AUTHOR=Carlisle Tara C. , Medina Luis D. , Holden Samantha K. TITLE=Original research: initial development of a pragmatic tool to estimate cognitive decline risk focusing on potentially modifiable factors in Parkinson’s disease JOURNAL=Frontiers in Neuroscience VOLUME=17 YEAR=2023 URL=https://www.frontiersin.org/journals/neuroscience/articles/10.3389/fnins.2023.1278817 DOI=10.3389/fnins.2023.1278817 ISSN=1662-453X ABSTRACT=Introduction

Cognitive decline is common in Parkinson’s disease (PD).
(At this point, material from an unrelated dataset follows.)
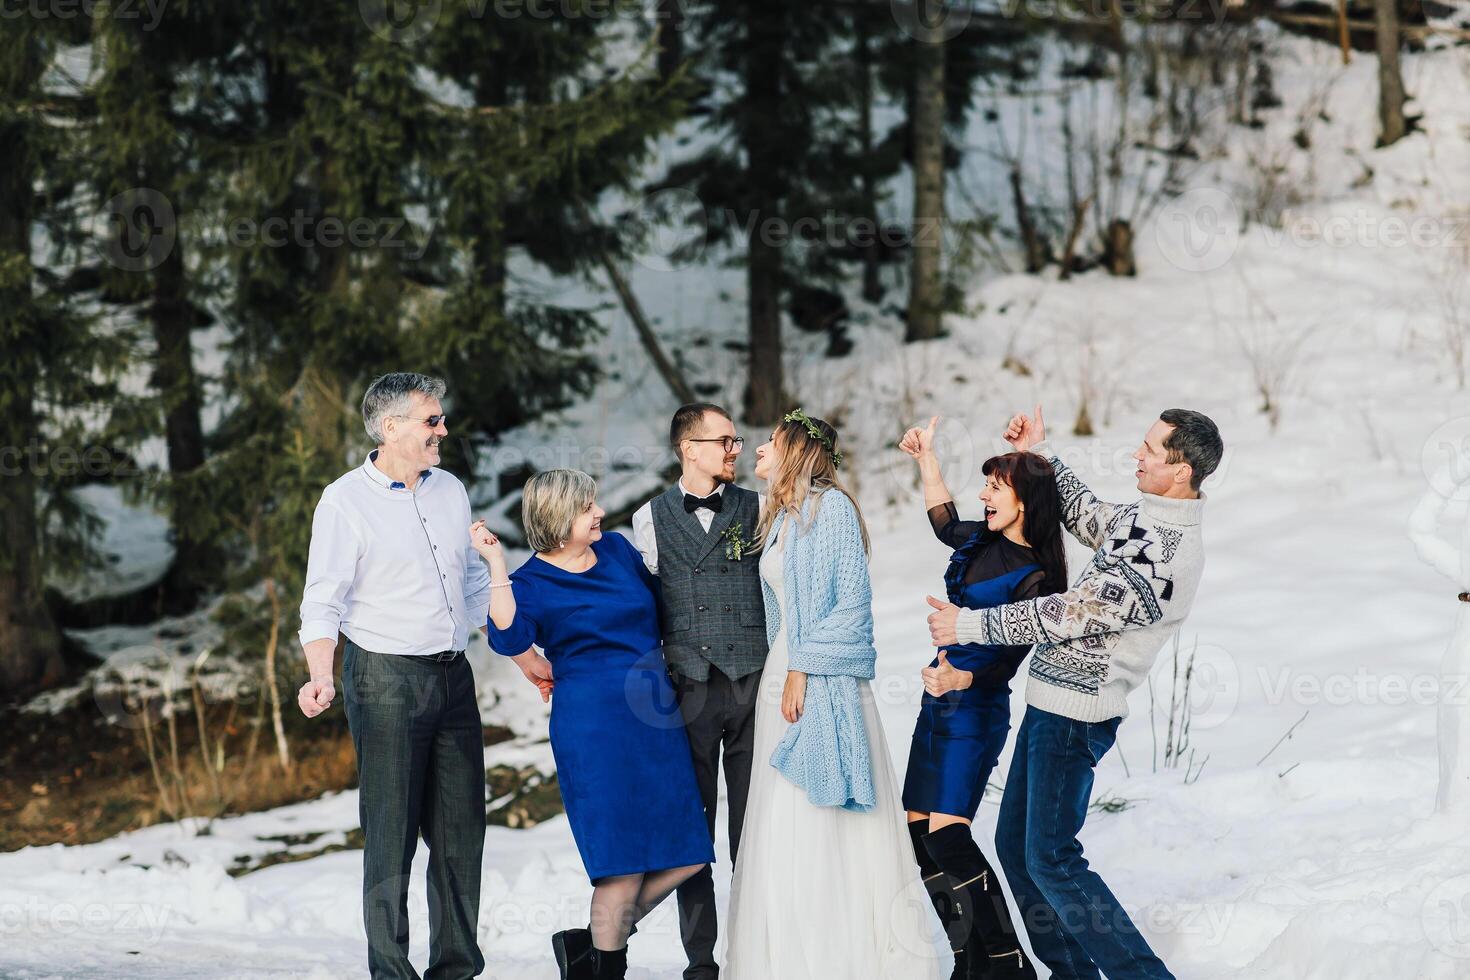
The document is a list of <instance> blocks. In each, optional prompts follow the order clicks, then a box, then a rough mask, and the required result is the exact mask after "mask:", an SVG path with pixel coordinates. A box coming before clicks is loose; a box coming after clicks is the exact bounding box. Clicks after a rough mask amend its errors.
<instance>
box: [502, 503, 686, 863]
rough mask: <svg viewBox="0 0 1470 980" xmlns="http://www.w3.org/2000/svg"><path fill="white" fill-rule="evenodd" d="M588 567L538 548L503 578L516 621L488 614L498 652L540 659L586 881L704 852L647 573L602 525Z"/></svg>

Calculating personalized risk of cognitive decline in PD would allow for appropriate counseling, early intervention with available treatments, and inclusion in disease-modifying trials.

Methods

Data were from the Parkinson’s Progression Markers Initiative de novo cohort. Baseline scores were calculated for Lifestyle for Brain Health (LIBRA) and the Montreal Parkinson Risk of Dementia Scale (MoPaRDS) per prior literature and preliminary Parkinson’s disease Risk Estimator for Decline In Cognition Tool (pPREDICT) by attributing a point for fourteen posited risk factors. Baseline and 5-year follow-up composite cognitive scores (CCSs) were calculated from a neuropsychological battery and used to define cognitive decliners (PD-decline) versus maintainers (PD-maintain).

Results

The PD-decline group (n = 44) had higher LIBRA (6.76 ± 0.57, p < 0.05), MoPaRDS (2.45 ± 1.41, p < 0.05) and pPREDICT (4.52 ± 1.66, p < 0.05) scores compared to the PD-maintain group (n = 263; LIBRA 4.98 ± 0.20, MoPaRDS 1.68 ± 1.16, pPREDICT 3.38 ± 1.69). Area-under-the-curve (AUC) for LIBRA was 0.64 (95% confidence interval [CI], 0.55–0.73), MoPaRDS was 0.66 (95% CI, 0.58–0.75) and for pPREDICT was 0.68 (95% CI, 0.61–0.76). In linear regression analyses, LIBRA (p < 0.05), MoPaRDS (p < 0.05) and pPREDICT (p < 0.05) predicted change in CCS. Only age stratified by sex (p < 0.05) contributed significantly to the model for LIBRA. Age and presence of hallucinations (p < 0.05) contributed significantly to the model for MoPaRDS. Male sex, older age, excessive daytime sleepiness, and moderate–severe motor symptoms (all p < 0.05) contributed significantly to the model for pPREDICT.

Conclusion

Although MoPaRDS is a PD-specific tool for predicting cognitive decline relying on only clinical features, it does not focus on potentially modifiable risk factors. LIBRA does focus on potentially modifiable risk factors and is associated with prediction of all-cause dementia in some populations, but pPREDICT potentially demonstrates improved performance in cognitive decline risk calculation in individuals with PD and may identify actionable risk factors. As pPREDICT incorporates multiple potentially modifiable risk factors that can be obtained easily in the clinical setting, it is a first step in developing an easily assessable tool for a personalized approach to reduce dementia risk in people with PD.